Chapter 14. MSIL Programming

Microsoft Intermediate Language (MSIL) is the programming language of the Common Language Runtime (CLR) and the Common Instruction Language (CIL) for managed code. A managed application undergoes two compilations. The first compilation is from source code to MSIL and is performed by the language compiler. The second compilation occurs at run time, when the MSIL code is compiled to native code. The CLR performs the second compilation as part of process execution. From the perspective of the CLR, managed applications are simply MSIL code and metadata. The original source code language is unimportant to the CLR. For this reason, .NET is considered language-agnostic, or language-independent. One of the goals of the CLR is that process execution of a managed application is identical regardless of the source language, whether C# or Microsoft Visual Basic .NET.

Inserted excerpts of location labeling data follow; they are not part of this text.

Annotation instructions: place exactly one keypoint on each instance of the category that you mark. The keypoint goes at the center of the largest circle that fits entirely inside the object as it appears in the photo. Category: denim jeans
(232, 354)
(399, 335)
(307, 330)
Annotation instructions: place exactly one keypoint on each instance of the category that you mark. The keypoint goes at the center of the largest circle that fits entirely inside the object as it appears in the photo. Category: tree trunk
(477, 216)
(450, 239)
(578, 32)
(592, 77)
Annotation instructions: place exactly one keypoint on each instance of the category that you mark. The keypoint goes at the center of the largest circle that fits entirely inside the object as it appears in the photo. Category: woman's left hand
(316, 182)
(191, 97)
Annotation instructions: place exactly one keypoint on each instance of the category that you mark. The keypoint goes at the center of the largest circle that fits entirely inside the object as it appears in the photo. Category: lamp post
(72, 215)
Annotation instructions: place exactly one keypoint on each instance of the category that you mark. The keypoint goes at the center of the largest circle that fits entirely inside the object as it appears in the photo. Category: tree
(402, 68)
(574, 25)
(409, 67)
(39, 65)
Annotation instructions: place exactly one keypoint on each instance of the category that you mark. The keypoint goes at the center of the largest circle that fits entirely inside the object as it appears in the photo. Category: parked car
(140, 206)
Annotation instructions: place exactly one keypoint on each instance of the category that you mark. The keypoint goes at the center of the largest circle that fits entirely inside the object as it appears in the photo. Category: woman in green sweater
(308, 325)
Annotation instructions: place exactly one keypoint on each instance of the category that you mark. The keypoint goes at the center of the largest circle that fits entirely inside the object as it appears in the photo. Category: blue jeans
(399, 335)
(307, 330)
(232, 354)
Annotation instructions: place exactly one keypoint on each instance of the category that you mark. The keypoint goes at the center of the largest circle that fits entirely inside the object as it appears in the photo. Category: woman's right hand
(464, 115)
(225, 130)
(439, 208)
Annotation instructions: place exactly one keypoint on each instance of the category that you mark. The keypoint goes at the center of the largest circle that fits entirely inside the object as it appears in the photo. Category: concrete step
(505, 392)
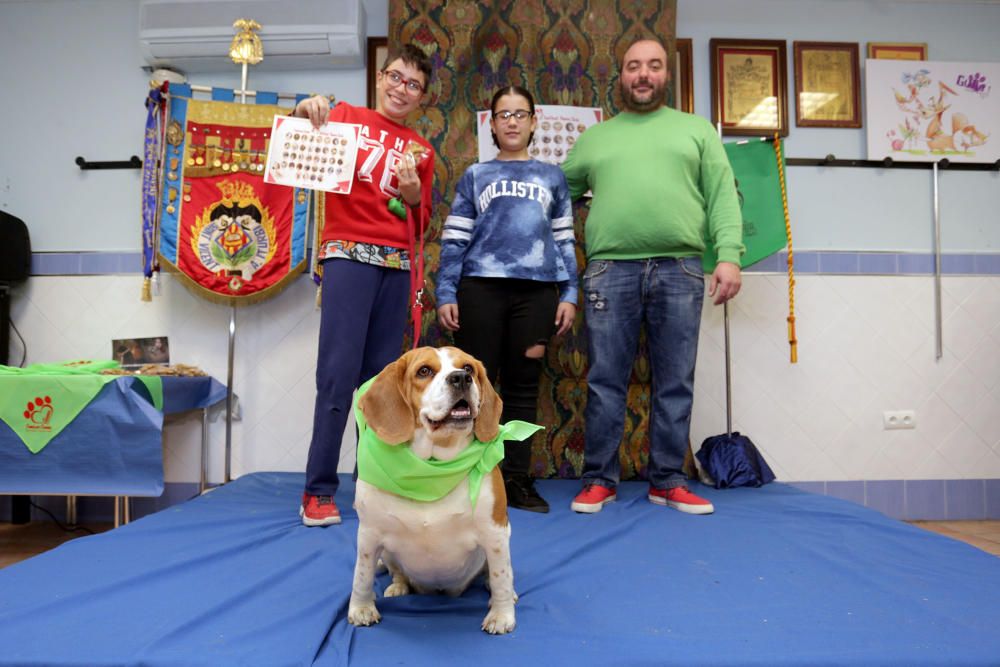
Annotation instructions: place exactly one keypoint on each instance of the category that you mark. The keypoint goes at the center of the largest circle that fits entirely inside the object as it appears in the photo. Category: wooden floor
(19, 542)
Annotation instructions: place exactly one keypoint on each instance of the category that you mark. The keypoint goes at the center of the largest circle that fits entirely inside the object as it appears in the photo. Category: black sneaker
(521, 494)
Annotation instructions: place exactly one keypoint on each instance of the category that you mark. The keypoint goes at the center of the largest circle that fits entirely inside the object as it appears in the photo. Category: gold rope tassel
(792, 340)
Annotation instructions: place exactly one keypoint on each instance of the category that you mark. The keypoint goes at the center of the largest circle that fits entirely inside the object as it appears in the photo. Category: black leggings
(499, 320)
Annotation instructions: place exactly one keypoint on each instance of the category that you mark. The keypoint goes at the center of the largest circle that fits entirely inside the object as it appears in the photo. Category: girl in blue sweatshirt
(507, 278)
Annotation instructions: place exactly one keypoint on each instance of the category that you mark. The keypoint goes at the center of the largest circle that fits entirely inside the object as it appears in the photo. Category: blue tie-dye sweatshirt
(509, 219)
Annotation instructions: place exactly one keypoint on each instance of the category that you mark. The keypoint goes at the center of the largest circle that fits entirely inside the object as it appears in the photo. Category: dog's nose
(459, 379)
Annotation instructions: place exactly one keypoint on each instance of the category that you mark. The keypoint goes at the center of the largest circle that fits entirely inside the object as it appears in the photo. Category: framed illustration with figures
(749, 86)
(378, 49)
(826, 84)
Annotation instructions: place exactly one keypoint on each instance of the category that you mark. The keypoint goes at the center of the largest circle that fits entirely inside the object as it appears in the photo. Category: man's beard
(654, 99)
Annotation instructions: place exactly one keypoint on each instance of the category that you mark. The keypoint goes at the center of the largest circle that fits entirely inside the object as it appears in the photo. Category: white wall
(72, 84)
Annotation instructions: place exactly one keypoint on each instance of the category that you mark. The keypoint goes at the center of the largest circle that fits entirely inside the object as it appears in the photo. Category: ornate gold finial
(246, 47)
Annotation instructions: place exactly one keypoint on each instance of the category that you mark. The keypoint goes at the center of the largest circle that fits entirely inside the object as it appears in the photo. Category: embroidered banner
(231, 237)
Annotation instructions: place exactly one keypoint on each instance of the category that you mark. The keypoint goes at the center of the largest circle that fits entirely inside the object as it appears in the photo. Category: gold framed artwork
(827, 84)
(683, 76)
(750, 86)
(897, 51)
(378, 49)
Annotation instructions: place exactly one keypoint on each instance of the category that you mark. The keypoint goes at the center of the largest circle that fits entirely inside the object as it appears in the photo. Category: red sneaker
(319, 510)
(680, 498)
(593, 498)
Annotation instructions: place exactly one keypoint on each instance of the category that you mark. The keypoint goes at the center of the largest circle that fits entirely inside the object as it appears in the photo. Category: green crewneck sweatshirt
(658, 179)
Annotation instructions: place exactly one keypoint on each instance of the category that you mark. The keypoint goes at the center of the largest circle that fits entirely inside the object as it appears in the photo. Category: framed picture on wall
(897, 51)
(827, 84)
(749, 86)
(683, 76)
(378, 49)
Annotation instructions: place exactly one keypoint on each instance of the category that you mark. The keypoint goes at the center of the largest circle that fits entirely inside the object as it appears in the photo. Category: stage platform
(776, 576)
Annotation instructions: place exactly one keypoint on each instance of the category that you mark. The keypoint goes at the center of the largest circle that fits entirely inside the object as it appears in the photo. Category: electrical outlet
(899, 419)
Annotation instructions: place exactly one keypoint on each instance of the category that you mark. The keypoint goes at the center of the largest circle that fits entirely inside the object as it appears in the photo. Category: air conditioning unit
(296, 34)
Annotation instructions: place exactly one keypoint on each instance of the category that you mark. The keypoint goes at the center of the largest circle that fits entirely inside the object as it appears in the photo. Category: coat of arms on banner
(230, 236)
(921, 110)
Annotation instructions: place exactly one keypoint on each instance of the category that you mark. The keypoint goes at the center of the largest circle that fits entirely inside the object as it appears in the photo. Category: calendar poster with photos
(230, 236)
(558, 129)
(303, 156)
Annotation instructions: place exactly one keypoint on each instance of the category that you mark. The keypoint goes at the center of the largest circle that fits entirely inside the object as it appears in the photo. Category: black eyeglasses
(520, 114)
(412, 85)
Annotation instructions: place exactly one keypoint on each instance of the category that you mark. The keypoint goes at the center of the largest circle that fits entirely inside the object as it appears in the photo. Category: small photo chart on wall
(557, 131)
(920, 110)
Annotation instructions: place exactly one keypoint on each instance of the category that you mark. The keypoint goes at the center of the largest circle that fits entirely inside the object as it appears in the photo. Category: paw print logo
(38, 413)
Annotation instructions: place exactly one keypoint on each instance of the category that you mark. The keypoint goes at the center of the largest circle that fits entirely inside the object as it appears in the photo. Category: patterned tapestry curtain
(564, 53)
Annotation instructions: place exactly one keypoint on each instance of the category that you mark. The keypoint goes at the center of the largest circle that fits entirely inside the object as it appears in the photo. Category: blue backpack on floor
(733, 460)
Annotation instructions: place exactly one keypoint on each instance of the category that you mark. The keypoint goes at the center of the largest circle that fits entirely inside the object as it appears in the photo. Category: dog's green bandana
(37, 402)
(398, 470)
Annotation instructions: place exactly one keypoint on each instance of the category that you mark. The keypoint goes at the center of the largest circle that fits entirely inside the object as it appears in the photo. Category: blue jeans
(620, 296)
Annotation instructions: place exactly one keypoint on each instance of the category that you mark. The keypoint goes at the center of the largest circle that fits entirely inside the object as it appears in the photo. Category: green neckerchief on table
(37, 402)
(396, 469)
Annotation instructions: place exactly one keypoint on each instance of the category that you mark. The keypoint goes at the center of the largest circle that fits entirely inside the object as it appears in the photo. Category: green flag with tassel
(758, 185)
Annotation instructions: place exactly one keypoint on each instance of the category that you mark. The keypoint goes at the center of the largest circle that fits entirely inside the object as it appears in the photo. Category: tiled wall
(865, 324)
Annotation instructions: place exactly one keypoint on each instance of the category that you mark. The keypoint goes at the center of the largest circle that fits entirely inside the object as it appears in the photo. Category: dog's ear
(385, 407)
(487, 423)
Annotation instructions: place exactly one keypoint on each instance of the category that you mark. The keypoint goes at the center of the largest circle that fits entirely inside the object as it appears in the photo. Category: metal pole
(232, 341)
(938, 337)
(729, 383)
(203, 480)
(725, 327)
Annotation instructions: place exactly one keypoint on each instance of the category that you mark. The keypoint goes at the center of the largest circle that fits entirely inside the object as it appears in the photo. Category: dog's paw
(499, 622)
(395, 589)
(363, 614)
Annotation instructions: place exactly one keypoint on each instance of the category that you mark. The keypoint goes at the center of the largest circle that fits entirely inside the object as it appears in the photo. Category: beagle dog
(434, 401)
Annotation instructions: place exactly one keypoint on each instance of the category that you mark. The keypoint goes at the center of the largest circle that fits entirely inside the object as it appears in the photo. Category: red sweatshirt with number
(364, 215)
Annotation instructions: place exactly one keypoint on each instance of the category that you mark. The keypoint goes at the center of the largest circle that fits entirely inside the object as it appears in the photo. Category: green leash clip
(398, 208)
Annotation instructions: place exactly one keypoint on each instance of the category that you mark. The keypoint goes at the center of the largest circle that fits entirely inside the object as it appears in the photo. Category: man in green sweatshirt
(659, 179)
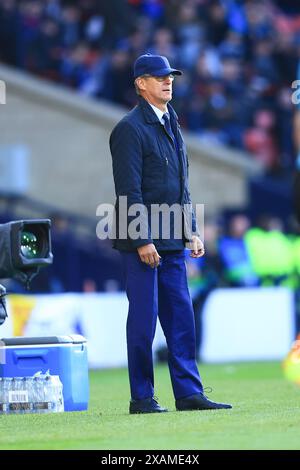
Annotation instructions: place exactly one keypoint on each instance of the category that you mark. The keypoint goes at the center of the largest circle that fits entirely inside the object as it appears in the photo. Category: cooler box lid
(26, 341)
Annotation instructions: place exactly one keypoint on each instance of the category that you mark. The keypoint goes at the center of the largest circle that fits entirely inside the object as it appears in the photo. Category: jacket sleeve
(127, 158)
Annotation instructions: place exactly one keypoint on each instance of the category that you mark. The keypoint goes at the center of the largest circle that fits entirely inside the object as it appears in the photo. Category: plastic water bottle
(27, 384)
(54, 394)
(58, 393)
(2, 404)
(7, 388)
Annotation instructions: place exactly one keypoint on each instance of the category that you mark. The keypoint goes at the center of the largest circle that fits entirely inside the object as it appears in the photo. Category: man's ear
(140, 83)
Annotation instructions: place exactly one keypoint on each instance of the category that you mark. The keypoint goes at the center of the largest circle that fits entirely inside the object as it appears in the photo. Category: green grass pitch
(265, 415)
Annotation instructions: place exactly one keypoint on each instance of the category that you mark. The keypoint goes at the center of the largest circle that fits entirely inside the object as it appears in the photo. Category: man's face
(156, 90)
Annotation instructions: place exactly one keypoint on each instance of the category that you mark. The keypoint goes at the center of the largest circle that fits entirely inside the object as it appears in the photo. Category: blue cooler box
(65, 356)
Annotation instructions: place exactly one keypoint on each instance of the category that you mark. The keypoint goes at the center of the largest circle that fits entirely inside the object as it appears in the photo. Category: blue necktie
(168, 127)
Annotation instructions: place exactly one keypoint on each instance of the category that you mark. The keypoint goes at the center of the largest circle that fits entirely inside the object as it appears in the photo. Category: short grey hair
(137, 90)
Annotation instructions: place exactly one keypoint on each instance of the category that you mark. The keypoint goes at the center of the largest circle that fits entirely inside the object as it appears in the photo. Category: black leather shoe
(148, 405)
(198, 402)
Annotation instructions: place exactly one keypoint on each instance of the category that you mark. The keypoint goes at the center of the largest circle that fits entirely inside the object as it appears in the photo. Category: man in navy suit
(150, 168)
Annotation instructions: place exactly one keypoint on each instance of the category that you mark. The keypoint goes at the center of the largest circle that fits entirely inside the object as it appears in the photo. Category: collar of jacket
(150, 115)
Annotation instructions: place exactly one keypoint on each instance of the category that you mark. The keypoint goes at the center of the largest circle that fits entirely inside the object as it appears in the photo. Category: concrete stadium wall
(70, 165)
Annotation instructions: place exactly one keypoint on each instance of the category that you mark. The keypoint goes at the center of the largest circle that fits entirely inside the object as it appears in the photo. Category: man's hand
(149, 255)
(196, 247)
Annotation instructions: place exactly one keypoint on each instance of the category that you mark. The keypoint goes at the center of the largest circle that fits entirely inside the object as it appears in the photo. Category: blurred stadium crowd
(239, 58)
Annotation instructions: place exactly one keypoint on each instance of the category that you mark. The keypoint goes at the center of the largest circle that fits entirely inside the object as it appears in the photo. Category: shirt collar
(158, 113)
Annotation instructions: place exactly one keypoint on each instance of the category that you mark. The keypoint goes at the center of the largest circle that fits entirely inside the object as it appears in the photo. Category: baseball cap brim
(166, 71)
(162, 72)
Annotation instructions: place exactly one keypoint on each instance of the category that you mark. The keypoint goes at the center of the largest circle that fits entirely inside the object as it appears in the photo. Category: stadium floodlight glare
(25, 247)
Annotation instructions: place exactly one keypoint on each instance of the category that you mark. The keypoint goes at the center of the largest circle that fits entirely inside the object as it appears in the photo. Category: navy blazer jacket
(141, 150)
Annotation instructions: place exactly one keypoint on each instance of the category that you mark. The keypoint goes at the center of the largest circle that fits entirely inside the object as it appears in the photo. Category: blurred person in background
(150, 167)
(204, 275)
(234, 254)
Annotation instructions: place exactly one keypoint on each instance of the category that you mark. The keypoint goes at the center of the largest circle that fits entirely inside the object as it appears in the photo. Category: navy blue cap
(157, 65)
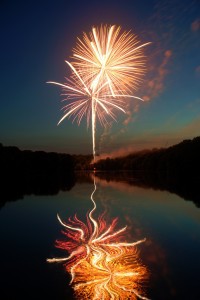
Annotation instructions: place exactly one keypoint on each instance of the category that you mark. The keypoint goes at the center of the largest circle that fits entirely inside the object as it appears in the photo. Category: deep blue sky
(38, 36)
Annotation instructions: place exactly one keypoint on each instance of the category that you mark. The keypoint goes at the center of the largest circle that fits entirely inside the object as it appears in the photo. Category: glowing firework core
(107, 66)
(99, 262)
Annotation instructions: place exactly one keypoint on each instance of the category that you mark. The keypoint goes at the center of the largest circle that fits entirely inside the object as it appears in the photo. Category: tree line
(180, 159)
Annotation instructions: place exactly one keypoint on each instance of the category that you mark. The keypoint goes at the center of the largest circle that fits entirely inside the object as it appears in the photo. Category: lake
(171, 225)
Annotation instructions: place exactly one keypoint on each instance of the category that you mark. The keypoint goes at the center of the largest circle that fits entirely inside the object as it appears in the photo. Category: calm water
(171, 226)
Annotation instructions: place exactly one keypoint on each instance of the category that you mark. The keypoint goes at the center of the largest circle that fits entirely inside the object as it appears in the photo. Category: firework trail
(99, 262)
(107, 66)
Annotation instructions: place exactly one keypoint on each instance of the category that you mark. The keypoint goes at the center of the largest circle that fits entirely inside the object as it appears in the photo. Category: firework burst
(107, 66)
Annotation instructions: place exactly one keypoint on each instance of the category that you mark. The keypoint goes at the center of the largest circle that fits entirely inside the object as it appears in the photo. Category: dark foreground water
(171, 226)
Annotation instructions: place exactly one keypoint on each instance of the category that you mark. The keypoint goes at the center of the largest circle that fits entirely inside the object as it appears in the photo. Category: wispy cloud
(156, 85)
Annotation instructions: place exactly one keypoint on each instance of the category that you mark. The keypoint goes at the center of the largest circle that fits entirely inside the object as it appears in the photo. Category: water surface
(171, 226)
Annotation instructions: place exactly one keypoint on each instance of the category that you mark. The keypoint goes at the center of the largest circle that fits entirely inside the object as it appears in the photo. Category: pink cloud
(155, 85)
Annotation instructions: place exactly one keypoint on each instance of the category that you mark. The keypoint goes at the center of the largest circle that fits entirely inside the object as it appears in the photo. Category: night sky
(38, 36)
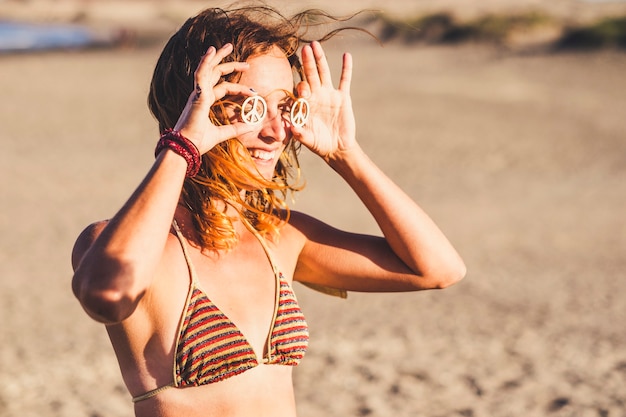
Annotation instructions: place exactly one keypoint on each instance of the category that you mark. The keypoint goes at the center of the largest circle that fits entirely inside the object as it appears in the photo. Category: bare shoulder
(85, 240)
(306, 224)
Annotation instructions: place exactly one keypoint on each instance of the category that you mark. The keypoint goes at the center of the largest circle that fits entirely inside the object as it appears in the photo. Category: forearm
(409, 231)
(116, 269)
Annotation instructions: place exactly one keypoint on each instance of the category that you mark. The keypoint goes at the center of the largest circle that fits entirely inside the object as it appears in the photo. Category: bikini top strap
(277, 285)
(183, 245)
(266, 249)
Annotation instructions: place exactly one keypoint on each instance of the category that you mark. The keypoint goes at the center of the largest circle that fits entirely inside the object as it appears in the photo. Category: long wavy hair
(225, 175)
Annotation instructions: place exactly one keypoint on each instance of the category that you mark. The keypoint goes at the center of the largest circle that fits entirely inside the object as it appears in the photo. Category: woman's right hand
(194, 122)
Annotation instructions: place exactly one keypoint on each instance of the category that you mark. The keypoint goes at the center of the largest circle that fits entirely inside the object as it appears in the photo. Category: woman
(192, 277)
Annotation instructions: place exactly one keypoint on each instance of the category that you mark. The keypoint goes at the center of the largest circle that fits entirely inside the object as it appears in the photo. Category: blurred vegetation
(444, 28)
(608, 32)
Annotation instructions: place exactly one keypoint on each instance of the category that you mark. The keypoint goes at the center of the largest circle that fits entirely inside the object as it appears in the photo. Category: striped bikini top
(210, 347)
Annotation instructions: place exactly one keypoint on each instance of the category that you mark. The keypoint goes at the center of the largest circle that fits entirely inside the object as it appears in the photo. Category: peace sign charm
(299, 112)
(253, 110)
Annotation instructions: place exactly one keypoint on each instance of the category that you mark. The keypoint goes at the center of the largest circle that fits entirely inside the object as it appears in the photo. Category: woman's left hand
(331, 128)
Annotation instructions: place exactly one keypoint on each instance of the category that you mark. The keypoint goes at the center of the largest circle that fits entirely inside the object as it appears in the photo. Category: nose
(274, 127)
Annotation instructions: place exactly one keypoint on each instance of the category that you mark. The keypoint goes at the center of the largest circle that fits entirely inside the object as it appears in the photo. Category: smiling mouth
(262, 156)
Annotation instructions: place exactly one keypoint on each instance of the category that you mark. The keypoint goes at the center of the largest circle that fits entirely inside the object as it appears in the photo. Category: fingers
(346, 73)
(210, 70)
(231, 89)
(316, 69)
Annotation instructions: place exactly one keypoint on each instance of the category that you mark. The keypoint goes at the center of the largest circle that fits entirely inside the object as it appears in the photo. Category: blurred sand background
(520, 157)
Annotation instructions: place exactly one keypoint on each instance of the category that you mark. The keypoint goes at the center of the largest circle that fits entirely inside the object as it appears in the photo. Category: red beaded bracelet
(174, 140)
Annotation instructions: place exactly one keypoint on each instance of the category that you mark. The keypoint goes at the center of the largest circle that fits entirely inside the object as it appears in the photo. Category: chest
(242, 285)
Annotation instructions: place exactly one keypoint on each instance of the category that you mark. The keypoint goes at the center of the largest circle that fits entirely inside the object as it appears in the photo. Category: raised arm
(414, 253)
(115, 261)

MSIL promotes the concept of compile-once-and-run-anywhere in the .NET environment. Just-in-time (JIT) compilers, otherwise known as jitters, compile assemblies into native binary code that targets a specific platform. You can write an application or component once and then deploy the application to Microsoft Windows, Linux, and other environments that support a compliant .NET run time. A benefit to compile-once-and-run-anywhere is the ability to assemble applications from components deployed on disparate hardware and platforms. This was one of the objectives of component technologies such as Component Object Model (COM) and Common Object Request Broker Architecture (CORBA), but the objective was never truly realized. .NET makes this a reality. If platform-agnostic code is a design goal for an application, best practices must be adopted to insulate the managed application from platform-specific code. This includes avoiding or isolating interoperability and calls to native application programming interfaces (APIs).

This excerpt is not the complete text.